In an attempt to improve the transparency of a process that has traditionally taken place behind the scenes, the candidates are going to stand up in front of the assembly to present their proposals and be submitted to scrutiny by the member states.

António Guterres, who until the end of 2015 was the UN High Commissioner for Refugees, is to be the third of nine candidates to take over from Ban Ki-Moon, whose term of office finishes at the end of this year.

Wednesday will be the turn of the former president of Slovenia, Danilo Turk, former vice president of Croatia, Vesna Pusic, and the former foreign minister of Moldavia Natalia Guerman.

On Thursday the assembly will hear from the Macedonian Srgjan Kerim, who chaired the UN general assembly between 2007 and 2008, and the former prime minister of New Zealand, Helen Clark, who formalised her application last week.

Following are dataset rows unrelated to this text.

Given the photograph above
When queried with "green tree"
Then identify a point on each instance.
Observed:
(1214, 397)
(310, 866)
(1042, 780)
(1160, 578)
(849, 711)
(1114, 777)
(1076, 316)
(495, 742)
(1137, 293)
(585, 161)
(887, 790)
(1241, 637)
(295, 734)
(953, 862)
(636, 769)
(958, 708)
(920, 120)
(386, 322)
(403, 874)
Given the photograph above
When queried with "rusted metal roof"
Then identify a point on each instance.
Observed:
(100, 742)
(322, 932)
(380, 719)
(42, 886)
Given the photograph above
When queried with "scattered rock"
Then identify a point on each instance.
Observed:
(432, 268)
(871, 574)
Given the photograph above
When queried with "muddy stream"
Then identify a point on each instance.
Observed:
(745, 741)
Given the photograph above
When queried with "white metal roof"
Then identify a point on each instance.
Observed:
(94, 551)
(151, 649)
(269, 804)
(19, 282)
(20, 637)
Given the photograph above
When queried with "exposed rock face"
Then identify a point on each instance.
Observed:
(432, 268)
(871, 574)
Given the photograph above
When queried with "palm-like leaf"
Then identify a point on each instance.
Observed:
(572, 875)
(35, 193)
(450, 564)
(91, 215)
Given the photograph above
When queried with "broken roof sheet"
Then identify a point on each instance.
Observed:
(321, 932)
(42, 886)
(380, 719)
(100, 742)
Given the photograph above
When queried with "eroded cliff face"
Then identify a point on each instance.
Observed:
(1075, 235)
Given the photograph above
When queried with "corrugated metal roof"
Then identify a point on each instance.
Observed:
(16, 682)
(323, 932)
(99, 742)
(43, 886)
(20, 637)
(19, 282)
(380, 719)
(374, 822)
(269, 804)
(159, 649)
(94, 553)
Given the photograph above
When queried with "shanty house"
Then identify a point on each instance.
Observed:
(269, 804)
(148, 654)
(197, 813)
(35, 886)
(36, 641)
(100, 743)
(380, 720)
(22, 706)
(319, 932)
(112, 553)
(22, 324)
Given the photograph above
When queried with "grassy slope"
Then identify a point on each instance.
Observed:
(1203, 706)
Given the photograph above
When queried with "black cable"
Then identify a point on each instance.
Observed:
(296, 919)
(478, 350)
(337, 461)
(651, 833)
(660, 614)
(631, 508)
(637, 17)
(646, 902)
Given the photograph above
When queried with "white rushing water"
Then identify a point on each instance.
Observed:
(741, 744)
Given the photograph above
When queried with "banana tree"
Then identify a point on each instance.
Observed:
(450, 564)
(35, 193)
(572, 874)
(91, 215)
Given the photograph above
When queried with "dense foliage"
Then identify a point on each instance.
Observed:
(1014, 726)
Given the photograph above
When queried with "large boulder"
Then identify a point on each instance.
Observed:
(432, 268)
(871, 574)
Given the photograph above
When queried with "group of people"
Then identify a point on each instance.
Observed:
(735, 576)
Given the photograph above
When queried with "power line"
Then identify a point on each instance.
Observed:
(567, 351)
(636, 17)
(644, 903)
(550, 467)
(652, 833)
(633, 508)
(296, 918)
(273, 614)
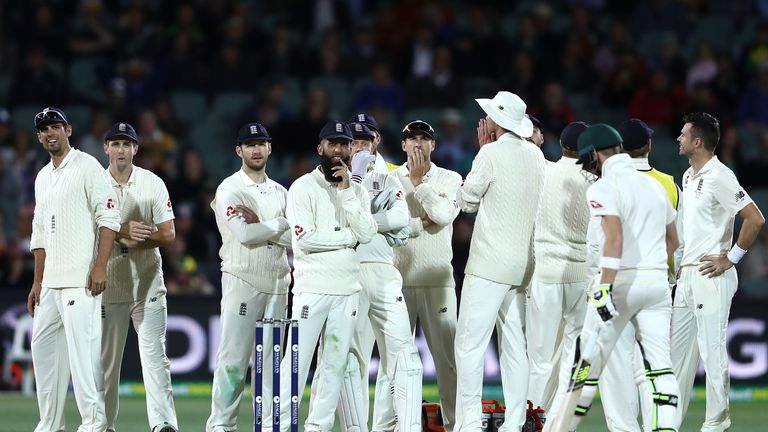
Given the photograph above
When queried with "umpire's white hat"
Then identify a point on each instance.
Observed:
(508, 111)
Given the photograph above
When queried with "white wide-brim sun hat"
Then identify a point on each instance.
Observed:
(508, 111)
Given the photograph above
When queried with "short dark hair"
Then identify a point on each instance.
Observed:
(704, 126)
(636, 153)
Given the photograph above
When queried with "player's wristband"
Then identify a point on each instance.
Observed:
(610, 263)
(736, 254)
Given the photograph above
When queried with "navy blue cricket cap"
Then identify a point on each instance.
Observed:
(50, 115)
(252, 132)
(365, 119)
(121, 130)
(335, 129)
(598, 137)
(361, 131)
(569, 137)
(418, 126)
(635, 134)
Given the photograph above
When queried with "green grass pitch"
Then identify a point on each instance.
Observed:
(19, 414)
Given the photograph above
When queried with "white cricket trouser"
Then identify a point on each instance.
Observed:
(699, 321)
(435, 309)
(66, 336)
(482, 302)
(333, 317)
(641, 297)
(241, 307)
(382, 310)
(550, 339)
(618, 383)
(150, 318)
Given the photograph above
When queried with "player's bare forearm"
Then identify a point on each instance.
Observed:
(106, 240)
(612, 246)
(33, 300)
(753, 223)
(673, 242)
(39, 255)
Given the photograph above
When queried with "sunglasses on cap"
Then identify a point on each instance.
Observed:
(49, 115)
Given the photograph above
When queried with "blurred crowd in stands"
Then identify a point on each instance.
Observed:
(188, 73)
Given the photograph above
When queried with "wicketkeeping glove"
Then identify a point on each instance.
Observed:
(360, 162)
(602, 297)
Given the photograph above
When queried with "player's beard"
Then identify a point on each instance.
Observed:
(255, 165)
(327, 163)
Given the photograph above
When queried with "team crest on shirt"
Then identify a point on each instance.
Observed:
(699, 186)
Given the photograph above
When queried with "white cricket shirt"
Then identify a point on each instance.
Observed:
(132, 273)
(327, 224)
(712, 198)
(394, 219)
(504, 188)
(643, 207)
(560, 234)
(255, 253)
(72, 201)
(426, 260)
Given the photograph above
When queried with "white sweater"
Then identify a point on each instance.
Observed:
(561, 224)
(254, 252)
(132, 273)
(394, 219)
(72, 201)
(426, 260)
(327, 225)
(504, 188)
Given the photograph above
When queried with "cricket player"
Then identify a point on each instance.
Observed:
(713, 197)
(638, 234)
(425, 262)
(330, 216)
(382, 305)
(559, 279)
(618, 394)
(73, 229)
(380, 165)
(537, 136)
(250, 215)
(504, 188)
(135, 277)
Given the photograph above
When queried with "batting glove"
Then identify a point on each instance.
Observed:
(602, 298)
(360, 162)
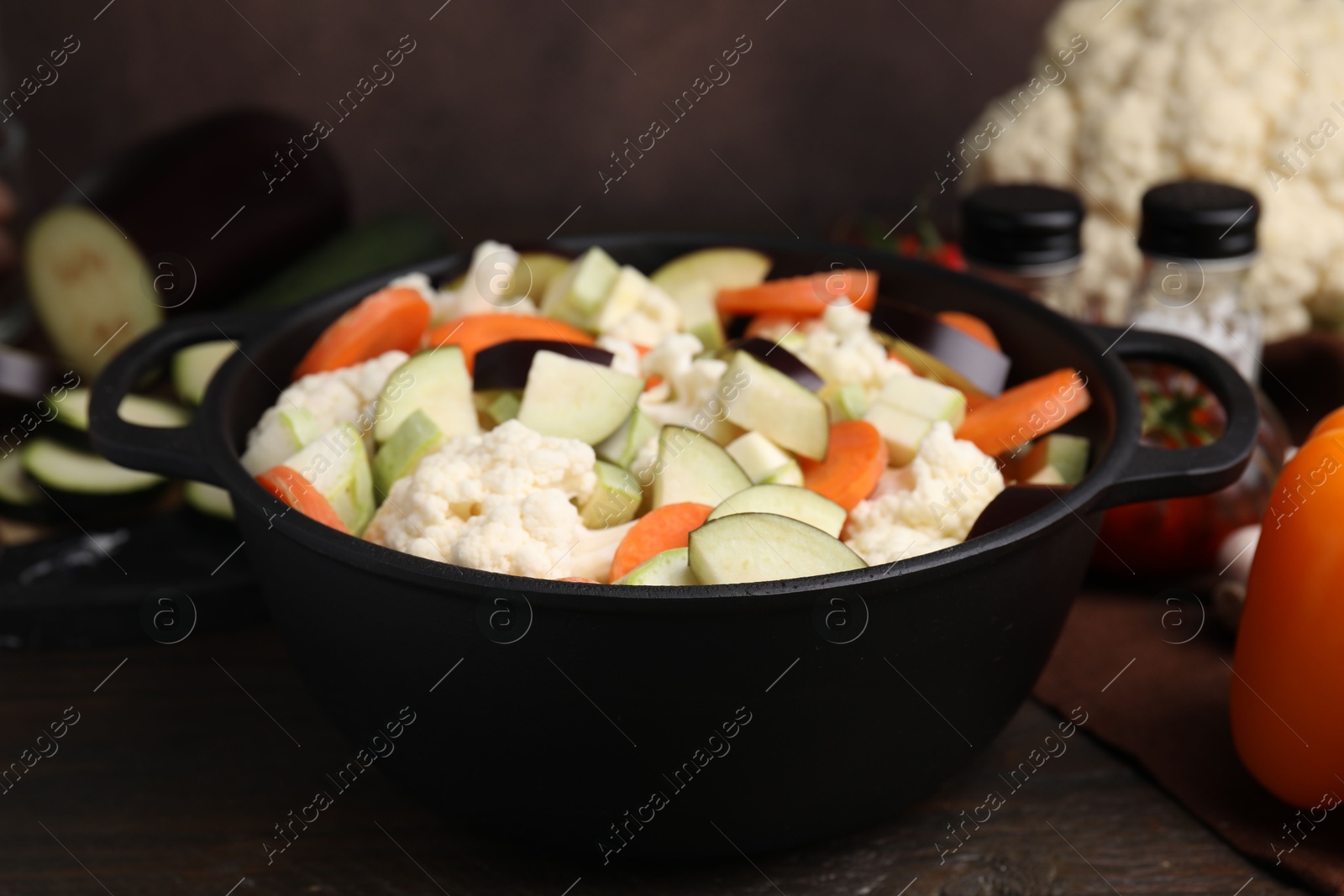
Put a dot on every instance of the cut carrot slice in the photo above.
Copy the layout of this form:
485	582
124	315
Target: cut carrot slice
390	318
477	332
803	296
972	327
660	530
291	486
855	459
769	324
1026	411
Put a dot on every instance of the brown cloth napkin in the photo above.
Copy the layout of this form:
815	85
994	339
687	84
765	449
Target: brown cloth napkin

The interviews start today with the former prime minister and until recently the foreign minister of Montenegro, Igor Luksic, followed by the general director of UNESCO, the Bulgarian Irina Bokova, before António Guterres rounds up the day’s interviews.

Normally, according to an unwritten rule, the job has rotated around the different regions and theoretically this time it should be Eastern Europe.

However, as Efe news agency said, the countless novelties introduced to improve the transparency and make the election more democratic, mean the expectations are now “crystallised” on António Guterres and Helen Clark.